We’ve been planting our flowerbeds the past few days after school. Things are going smoothly now, but there was a very rocky period when S. suddenly and irrationally developed a terror of bees. I mean scream-like-you’re-dying terror — the first time it happened my heart didn’t slow down for a quarter of an hour after the bloodcurdling yell from around the corner of the house. So we’re back to the same strategies we used with M. when he went through something similar (albeit MUCH less severe) a few years ago: Bees want flowers, not you. Bees help all our plants grow the foods we eat. Bees need our help because they’re having a hard time right now. That’s as close to colony collapse disorder as we got, but it’s a very hot topic that’s showing up everywhere, even in Haagen-Dazs ads (with details about planting a bee-friendly blue, purple, orange and yellow flowerbed), as part of its Help the Honeybees online campaign.
Other online resources for helping bees abound.  If you’re in Illinois, you can help the BeeSpotter at the University of Illinois by sending photos of the bees in your yard.  If you’d like to do more, check out The Bee Works and think about setting up your own hives (as quite a few St. Louisans, city and county and even downtown, have already done).

But if you empathize with S. in his aversion to bees, helping butterflies may be more your speed.  There are lots of online resources for those too. You can read a list of plants that the Webster Groves Nature Study Society has put into its two local butterfly gardens (and see where they are, in case you’re up for a field trip).  Midwest Living Magazine also has some good tips for starting  abutterfly garden in our area.
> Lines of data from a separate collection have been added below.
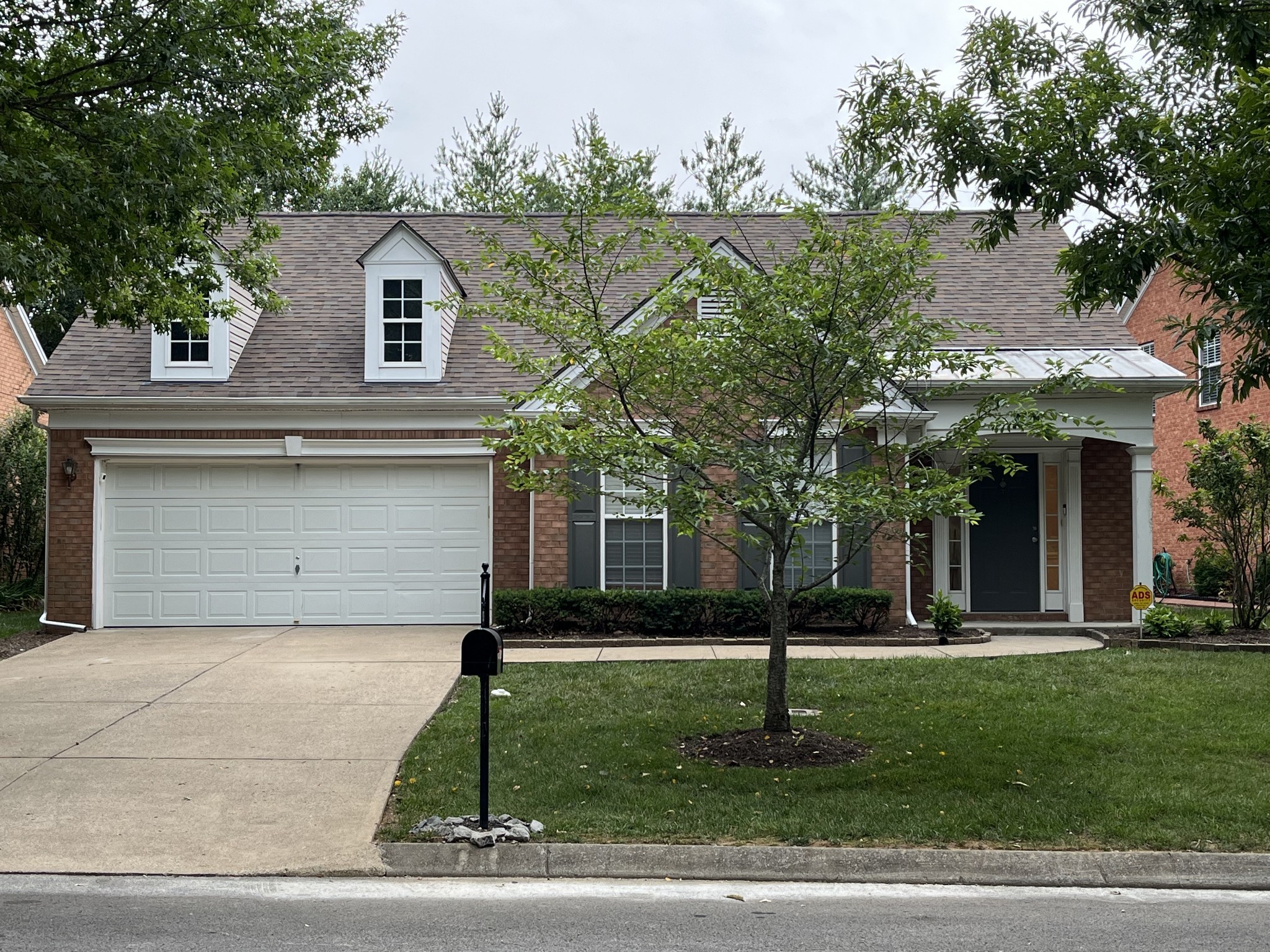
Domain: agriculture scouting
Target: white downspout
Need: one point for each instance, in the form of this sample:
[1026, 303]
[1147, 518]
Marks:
[48, 452]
What S. would like best, perhaps, is a garden designed with him in mind.  Unfortunately, his favorite food, cupcakes, doesn’t grow on trees.  But chocolate comes in a close second — and though cacao won’t do so well in our climate, there are some chocolate-scented flowers (including Chocolate Daisies and Chocolate Cosmos) that he might like so much he’ll be willing to share with the bees and the butterflies.